Osborne's Autumn Statement on 29 November should have been the wake-up call for millions - including him - that austerity is not working. He is missing every single target he set, and every projection made by the Office for Budget Responsibility has had to be negatively revised. As a result of Osborne's austerity drive we will have lower growth, more debt, higher unemployment, reduced demand and no prospect for growth in the coming year.
Two reports in recent days have confirmed the bleak outlook for Osborne's auterity Britain. The Chancellor had already downgraded his growth prediction to 0.7% from 2.1%. The Standard Chartered Bank was predicting 0.6% growth for 2012 (similar to Osborne's downwardly revised figure), but on 12 December it changed its prediction forecasting that in 2012 the economy will now contract by 1.3%.
This is very bad news. It is bad not just because it means the UK will be back in recession in 2012, going on past form it is also bad because it will mean George Osborne will react by imposing more austerity - that was his reaction this time: raising the state pensions age to 67 by 2026, capping public sector pay at 1% for two years (on the back of a two year pay freeze), cancelling tax credit increases, more conditionality on welfare claimants, especially the young unemployed. This was combined with more tax breaks for business: more enterprise zones, 100% capital allowances in some areas, extending business rate relief, and confirming that corporation tax will drop to 25% next April.
The second bad report this week was the Manpower jobs outlook survey on 13 December, which surveyed 2,100 employers and found that four out of five had no plans to hire workers in the next three months - the lowest level for three years. New unemployment figures are out later today. Mark Cahill, Manpower's managing director, said:
"The 2012 jobs market sits on a knife-edge. In some ways this is a reflection of a weakening economy. We hear stories about companies hoarding cash and not investing, and we see a number of business sectors battening down the hatches."

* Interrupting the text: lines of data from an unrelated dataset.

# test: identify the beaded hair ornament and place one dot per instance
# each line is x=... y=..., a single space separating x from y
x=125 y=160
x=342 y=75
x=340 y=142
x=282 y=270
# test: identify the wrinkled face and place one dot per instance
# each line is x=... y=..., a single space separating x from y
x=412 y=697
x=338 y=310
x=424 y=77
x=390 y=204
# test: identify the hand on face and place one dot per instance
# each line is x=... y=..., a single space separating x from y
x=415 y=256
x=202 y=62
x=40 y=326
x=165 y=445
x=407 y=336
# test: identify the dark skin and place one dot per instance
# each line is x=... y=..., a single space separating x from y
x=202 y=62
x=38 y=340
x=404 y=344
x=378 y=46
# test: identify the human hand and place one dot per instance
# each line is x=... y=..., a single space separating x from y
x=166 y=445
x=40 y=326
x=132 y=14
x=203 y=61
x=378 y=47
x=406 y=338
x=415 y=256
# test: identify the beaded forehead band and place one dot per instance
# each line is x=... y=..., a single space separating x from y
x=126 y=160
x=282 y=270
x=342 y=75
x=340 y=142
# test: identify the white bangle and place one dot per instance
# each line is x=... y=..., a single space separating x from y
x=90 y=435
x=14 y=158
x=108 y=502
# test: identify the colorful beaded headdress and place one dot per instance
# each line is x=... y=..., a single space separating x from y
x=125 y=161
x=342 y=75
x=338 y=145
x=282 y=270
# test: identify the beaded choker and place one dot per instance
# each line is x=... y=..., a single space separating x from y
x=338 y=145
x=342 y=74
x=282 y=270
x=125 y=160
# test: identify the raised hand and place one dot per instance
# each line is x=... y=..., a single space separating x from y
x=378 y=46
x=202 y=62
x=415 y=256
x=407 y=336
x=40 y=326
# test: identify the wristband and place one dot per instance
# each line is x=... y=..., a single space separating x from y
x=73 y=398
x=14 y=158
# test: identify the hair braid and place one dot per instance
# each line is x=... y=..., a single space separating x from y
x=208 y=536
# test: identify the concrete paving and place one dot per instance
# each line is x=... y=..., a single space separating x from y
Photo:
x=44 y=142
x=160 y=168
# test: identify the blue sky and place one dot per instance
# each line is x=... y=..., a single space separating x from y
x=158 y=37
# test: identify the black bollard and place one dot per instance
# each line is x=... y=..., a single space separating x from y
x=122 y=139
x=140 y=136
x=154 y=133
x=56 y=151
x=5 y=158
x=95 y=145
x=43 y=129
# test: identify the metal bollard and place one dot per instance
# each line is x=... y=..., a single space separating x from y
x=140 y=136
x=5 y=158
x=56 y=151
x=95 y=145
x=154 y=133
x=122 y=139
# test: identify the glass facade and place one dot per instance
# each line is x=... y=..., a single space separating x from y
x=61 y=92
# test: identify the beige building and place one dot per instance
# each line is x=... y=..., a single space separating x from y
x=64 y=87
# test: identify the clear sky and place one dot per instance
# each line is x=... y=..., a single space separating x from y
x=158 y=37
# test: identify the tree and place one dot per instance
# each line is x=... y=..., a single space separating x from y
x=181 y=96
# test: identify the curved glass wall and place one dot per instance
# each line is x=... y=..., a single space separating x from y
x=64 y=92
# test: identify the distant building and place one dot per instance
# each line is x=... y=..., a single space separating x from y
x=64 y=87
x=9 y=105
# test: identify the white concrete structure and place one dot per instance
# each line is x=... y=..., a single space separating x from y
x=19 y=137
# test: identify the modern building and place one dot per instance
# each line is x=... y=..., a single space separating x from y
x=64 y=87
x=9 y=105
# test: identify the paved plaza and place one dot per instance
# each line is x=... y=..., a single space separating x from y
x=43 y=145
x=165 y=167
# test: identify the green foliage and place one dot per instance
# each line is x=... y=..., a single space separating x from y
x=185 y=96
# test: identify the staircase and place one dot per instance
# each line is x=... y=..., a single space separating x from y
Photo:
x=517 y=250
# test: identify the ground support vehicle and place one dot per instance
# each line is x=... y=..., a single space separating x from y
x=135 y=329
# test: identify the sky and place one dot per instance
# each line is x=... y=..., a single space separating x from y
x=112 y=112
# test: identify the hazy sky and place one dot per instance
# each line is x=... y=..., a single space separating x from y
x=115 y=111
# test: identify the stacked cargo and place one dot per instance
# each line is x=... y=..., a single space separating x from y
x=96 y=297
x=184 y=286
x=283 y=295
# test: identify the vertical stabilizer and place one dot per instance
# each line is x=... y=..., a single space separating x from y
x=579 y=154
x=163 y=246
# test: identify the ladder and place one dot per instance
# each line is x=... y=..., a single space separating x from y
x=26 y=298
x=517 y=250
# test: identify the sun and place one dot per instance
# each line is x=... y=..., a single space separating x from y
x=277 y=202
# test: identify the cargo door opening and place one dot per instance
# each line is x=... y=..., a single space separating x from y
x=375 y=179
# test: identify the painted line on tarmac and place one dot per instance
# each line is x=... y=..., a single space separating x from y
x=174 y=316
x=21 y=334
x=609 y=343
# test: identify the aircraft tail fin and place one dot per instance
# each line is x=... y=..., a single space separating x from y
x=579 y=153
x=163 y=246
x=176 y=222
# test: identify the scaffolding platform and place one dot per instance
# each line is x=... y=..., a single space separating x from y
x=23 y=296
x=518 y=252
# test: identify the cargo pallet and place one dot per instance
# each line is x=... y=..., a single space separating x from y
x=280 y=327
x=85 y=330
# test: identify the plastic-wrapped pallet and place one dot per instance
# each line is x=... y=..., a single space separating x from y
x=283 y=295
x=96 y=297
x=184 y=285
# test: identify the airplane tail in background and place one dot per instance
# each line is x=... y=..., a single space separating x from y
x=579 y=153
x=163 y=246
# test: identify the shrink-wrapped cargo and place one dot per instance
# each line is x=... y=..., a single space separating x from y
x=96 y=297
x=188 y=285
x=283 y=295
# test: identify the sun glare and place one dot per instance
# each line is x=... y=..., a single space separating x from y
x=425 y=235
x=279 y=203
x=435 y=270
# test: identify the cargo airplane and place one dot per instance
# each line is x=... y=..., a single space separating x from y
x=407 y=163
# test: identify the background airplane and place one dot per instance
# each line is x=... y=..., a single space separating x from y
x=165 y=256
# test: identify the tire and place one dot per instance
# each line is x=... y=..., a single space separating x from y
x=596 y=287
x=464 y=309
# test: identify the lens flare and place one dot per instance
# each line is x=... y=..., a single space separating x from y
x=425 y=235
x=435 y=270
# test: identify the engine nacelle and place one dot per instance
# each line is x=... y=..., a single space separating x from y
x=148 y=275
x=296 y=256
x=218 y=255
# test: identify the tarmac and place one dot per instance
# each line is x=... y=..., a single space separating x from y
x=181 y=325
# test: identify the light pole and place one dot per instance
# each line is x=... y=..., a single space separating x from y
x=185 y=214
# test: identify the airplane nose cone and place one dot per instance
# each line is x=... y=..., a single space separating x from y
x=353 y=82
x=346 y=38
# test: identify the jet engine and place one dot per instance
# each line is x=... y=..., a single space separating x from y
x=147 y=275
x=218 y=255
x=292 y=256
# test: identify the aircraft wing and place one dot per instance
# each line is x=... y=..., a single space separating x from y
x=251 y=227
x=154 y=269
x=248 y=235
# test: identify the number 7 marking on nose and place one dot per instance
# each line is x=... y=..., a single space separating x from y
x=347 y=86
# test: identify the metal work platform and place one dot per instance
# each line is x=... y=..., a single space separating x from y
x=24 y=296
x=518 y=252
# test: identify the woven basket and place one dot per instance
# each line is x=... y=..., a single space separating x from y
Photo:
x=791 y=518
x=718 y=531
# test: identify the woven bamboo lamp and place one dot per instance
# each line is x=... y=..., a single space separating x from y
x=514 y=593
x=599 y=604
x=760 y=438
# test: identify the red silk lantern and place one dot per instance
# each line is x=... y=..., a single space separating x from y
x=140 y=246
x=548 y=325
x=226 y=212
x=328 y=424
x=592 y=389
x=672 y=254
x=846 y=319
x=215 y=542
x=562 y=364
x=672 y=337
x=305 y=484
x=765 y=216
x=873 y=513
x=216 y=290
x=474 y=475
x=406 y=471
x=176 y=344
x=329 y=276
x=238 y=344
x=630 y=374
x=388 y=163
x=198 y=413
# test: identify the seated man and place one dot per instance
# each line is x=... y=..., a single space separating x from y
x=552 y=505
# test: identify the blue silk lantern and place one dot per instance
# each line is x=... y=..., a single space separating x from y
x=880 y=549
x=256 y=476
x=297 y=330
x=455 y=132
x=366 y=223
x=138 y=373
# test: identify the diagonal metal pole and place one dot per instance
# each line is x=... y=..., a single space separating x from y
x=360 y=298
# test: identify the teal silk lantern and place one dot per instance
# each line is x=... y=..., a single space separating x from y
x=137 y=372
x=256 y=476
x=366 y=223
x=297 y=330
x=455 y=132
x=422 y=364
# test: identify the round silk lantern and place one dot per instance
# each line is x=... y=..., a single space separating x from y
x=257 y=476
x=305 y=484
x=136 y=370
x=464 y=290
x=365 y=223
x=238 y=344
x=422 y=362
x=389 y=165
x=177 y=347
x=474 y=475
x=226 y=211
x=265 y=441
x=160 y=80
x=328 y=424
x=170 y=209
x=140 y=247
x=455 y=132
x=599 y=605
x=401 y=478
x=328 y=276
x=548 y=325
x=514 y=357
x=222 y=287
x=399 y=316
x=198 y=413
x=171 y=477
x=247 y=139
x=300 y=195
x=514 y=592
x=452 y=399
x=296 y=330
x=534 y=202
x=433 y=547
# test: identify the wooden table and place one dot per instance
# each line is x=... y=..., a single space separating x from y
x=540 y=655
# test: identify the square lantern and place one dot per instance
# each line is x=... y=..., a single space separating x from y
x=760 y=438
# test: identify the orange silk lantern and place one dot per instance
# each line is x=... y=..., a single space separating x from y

But if the money in people's pockets is being outstripped by inflation and more and more people are unemployed, why would a company prepare for growth? Demand in the economy is being squeezed by cuts. The 710,000 public sector job cuts by 2017 that Osborne announced are not going to be picked up by the private sector unless it is confident consumer spending is expanding.
Despite the few high profile capital projects announced by the Chancellor, capital spending is down - affecting construction and the supply chain. Why would any private company build housing when everywhere outside London house prices are falling and the mortgage lending is less than it was in 2000.
George Magnus, senior economic adviser at UBS says:
"Households are trying to reduce debt, incomes are stagnant and we are losing jobs in a weak labour market. Fiscal austerity alone cannot be effective in this environment. You have to have growth and the litmus test of government policy is job creation."
Cuts beget cuts - and I haven't even considered the impact of the c.£160bn of debt that UK banks have to repay in 2012, which could well lead to a further systemic crisis.
2012 is Olympic year with London on show to the world, but it will also be the year when Osborne's Olympian economic fuck-up will be plain for all to see.